The cringe-worthy scene of 33 donning Skye’s face in an attempt to “repay” him was telling for both characters. 33 is at a loss of who she is and unsure of how to even the scales between her and Ward. To Ward’s credit, he rejects her advances, admitting that Skye shot him and walked over his body and he’d be insane to still want her. I am hesitant to believe this fully, since he spent so much of the first half of the season obsessing over Skye, but it seems like he’s taken the hint. He suggests the possibility of something between him and 33, but not as May and definitely not as Skye.
Breaking into the naval base and duping Talbot to capture Bakshi felt so in-character for someone like Grant Ward. An eye for an eye, a brainwash for a brainwash. Although we’ll see just what kind of results come at the hands of their actions, 33 does gain back her original identity by the end of the episode as Kara and delivers a satisfying punch to Bakshi’s face when he attempts to trigger her compliance.

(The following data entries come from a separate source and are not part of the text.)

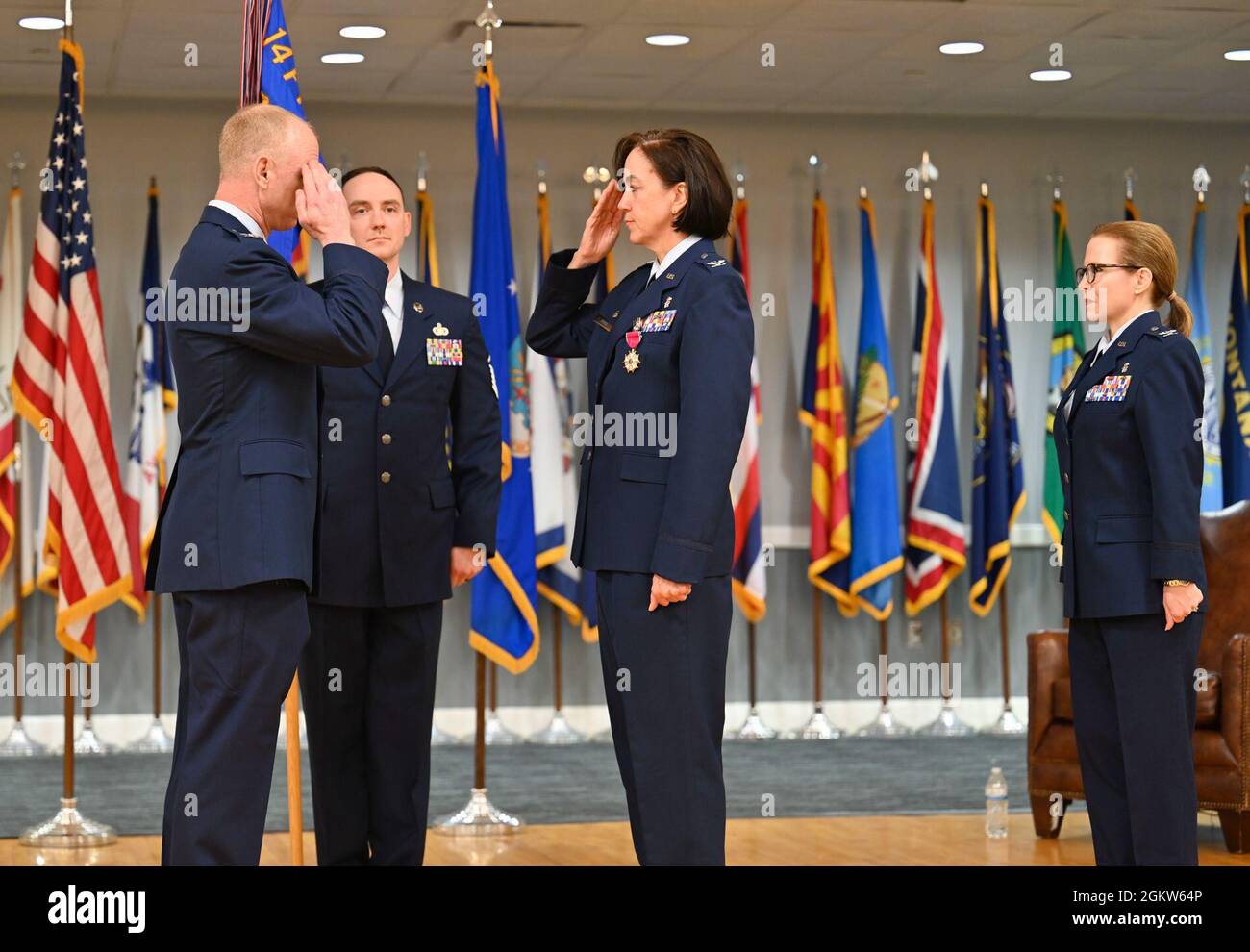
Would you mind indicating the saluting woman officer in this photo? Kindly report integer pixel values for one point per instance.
(1128, 435)
(670, 345)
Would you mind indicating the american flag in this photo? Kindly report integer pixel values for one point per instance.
(62, 383)
(744, 484)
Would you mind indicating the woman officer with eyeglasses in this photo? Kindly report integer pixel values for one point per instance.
(1128, 438)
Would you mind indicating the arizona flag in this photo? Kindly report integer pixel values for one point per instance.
(426, 247)
(269, 75)
(1236, 429)
(998, 466)
(504, 625)
(824, 413)
(876, 556)
(1212, 476)
(936, 545)
(61, 383)
(153, 396)
(744, 483)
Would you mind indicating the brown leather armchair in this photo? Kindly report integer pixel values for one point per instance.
(1221, 738)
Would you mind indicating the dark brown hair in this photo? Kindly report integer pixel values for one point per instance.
(375, 170)
(1148, 245)
(679, 155)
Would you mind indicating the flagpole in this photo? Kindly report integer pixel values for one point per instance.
(817, 726)
(155, 739)
(479, 816)
(67, 829)
(17, 743)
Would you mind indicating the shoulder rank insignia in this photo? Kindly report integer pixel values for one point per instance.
(659, 320)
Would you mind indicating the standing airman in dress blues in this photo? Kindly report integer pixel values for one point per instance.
(234, 539)
(398, 530)
(671, 342)
(1128, 438)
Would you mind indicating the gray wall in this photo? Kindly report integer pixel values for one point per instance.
(176, 141)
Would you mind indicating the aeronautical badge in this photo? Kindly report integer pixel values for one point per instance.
(1109, 391)
(444, 353)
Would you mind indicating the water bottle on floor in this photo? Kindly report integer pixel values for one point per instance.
(996, 804)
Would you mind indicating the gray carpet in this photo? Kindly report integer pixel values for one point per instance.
(580, 784)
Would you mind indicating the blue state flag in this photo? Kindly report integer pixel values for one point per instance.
(504, 625)
(876, 543)
(1212, 477)
(998, 467)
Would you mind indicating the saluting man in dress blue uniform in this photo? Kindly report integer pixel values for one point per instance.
(1128, 438)
(234, 539)
(674, 341)
(398, 529)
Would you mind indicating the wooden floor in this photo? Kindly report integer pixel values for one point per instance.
(830, 841)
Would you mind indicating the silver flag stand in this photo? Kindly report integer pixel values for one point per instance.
(479, 817)
(559, 731)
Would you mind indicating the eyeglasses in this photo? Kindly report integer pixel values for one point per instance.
(1091, 271)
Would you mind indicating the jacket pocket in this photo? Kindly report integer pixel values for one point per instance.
(262, 456)
(442, 493)
(1124, 529)
(638, 467)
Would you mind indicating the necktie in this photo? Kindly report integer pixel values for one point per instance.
(387, 347)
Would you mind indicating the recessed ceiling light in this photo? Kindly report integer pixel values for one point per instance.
(362, 33)
(41, 23)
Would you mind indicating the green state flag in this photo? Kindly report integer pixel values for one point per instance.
(1066, 349)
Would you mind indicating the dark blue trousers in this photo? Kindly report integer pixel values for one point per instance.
(367, 683)
(1133, 711)
(238, 650)
(663, 676)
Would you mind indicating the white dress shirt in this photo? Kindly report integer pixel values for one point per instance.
(1103, 346)
(242, 216)
(674, 254)
(392, 309)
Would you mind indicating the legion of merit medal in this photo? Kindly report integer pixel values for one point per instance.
(632, 360)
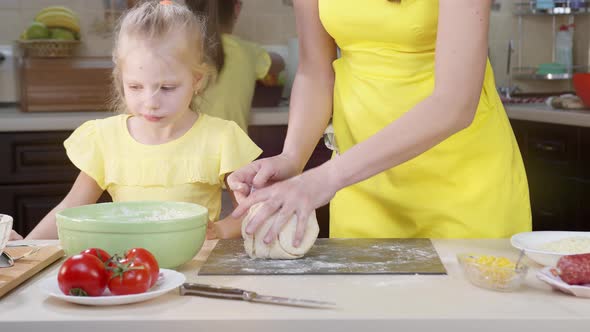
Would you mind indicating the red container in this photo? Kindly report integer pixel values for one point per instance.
(582, 87)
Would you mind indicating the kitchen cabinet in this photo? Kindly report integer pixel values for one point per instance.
(556, 161)
(271, 138)
(35, 175)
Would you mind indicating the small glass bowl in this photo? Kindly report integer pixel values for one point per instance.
(491, 276)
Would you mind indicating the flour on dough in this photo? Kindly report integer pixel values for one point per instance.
(282, 248)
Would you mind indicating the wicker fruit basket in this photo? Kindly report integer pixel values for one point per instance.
(49, 48)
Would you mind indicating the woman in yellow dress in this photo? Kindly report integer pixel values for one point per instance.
(425, 146)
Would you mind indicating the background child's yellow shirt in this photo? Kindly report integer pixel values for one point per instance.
(188, 169)
(230, 96)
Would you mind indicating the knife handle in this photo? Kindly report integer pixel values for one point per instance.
(216, 291)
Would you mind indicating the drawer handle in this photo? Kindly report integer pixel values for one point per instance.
(545, 213)
(548, 147)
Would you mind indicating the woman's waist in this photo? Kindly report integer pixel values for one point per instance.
(386, 64)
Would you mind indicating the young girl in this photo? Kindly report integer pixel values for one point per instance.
(161, 147)
(239, 63)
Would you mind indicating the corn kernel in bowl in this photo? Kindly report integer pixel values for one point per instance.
(492, 272)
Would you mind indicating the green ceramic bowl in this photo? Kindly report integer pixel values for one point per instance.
(173, 231)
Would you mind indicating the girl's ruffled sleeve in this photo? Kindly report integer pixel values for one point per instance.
(237, 150)
(85, 151)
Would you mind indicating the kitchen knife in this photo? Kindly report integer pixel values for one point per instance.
(241, 294)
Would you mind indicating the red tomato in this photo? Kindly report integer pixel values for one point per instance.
(129, 278)
(82, 275)
(145, 258)
(101, 254)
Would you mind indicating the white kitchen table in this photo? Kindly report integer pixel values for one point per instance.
(365, 303)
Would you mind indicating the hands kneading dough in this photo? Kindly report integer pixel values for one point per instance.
(282, 248)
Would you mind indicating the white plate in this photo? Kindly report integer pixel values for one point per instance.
(556, 282)
(530, 242)
(169, 280)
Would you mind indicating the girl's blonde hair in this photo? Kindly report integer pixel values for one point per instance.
(157, 22)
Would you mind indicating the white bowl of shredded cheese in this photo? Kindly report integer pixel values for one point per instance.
(546, 247)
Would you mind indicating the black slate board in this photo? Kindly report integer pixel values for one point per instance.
(331, 256)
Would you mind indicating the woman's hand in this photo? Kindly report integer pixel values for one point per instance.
(299, 195)
(260, 174)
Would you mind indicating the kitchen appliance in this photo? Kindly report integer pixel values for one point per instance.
(331, 256)
(8, 75)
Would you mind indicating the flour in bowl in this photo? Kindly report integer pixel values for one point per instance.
(161, 213)
(568, 246)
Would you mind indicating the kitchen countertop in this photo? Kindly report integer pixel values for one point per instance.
(11, 119)
(373, 302)
(543, 113)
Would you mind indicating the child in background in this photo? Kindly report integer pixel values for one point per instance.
(161, 147)
(239, 63)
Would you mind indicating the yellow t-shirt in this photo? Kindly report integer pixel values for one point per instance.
(188, 169)
(230, 97)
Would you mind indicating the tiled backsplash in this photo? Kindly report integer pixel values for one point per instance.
(271, 22)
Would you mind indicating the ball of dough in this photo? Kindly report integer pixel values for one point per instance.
(282, 248)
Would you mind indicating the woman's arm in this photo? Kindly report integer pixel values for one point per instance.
(310, 106)
(84, 191)
(313, 87)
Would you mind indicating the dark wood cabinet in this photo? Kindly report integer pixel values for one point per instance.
(556, 158)
(271, 138)
(35, 175)
(29, 203)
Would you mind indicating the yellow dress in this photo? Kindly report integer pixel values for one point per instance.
(472, 185)
(190, 168)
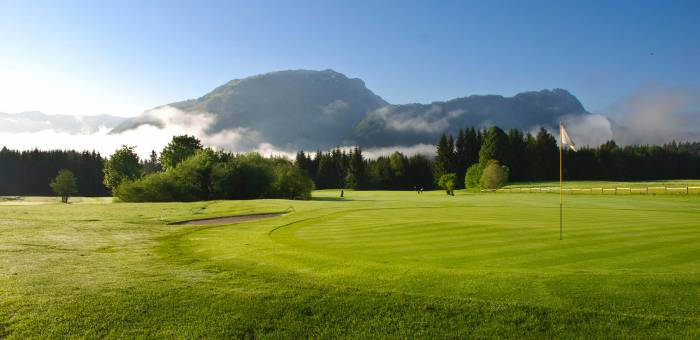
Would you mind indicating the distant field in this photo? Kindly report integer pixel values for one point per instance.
(375, 264)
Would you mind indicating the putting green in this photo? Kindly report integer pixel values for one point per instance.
(375, 264)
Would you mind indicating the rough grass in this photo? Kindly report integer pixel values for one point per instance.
(376, 264)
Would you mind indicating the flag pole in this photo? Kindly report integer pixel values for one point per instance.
(561, 182)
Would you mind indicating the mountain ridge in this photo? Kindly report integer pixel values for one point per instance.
(308, 109)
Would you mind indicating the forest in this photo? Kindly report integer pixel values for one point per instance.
(527, 156)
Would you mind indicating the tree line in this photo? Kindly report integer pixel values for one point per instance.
(338, 169)
(528, 157)
(186, 171)
(473, 158)
(29, 172)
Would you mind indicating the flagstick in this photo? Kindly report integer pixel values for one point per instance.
(561, 183)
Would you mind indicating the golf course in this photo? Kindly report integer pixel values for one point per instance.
(373, 264)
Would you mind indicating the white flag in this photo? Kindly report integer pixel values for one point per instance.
(565, 139)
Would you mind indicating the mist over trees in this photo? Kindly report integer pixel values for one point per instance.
(29, 172)
(198, 173)
(338, 169)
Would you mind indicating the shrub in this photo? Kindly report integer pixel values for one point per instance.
(217, 175)
(494, 176)
(473, 177)
(64, 185)
(447, 182)
(292, 183)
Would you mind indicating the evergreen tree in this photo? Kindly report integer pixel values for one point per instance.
(544, 156)
(472, 141)
(443, 159)
(179, 149)
(123, 165)
(356, 177)
(495, 146)
(152, 164)
(518, 161)
(64, 185)
(461, 157)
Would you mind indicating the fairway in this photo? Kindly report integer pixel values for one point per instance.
(375, 264)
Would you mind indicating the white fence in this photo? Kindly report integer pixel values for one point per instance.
(603, 191)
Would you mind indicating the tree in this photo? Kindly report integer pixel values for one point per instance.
(444, 157)
(472, 141)
(447, 182)
(461, 155)
(473, 176)
(293, 183)
(64, 185)
(518, 161)
(152, 164)
(544, 156)
(123, 165)
(495, 146)
(494, 176)
(179, 149)
(356, 177)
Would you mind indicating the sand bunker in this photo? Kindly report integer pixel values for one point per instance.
(229, 220)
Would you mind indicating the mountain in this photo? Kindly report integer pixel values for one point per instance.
(34, 121)
(320, 109)
(291, 109)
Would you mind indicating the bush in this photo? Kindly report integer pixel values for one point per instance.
(447, 182)
(64, 185)
(216, 175)
(292, 183)
(473, 177)
(494, 176)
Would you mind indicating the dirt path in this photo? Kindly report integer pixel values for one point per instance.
(229, 220)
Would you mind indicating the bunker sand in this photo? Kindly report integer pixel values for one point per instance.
(229, 220)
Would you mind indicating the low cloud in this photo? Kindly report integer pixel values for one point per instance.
(165, 122)
(431, 121)
(588, 130)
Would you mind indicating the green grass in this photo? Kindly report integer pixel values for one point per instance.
(377, 264)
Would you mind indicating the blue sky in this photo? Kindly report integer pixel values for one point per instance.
(122, 57)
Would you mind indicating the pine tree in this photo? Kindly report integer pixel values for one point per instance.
(495, 146)
(356, 177)
(443, 157)
(461, 157)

The story frays in this episode, splitting from the SHIELD civil war to bits of the Inhuman storyline to Ward and Kara’s own development. There is a lot to cover and it feels more of like a transition episode. The humor delivered by Adrian Pasdar was entertaining, especially from a character like Talbot, who won’t be seeing any more Taco Tuesdays with his wife. The episode turned our focus back on SHIELD as a spy organization, doing it well given the heavy Inhumans content we’ve gotten the past three weeks.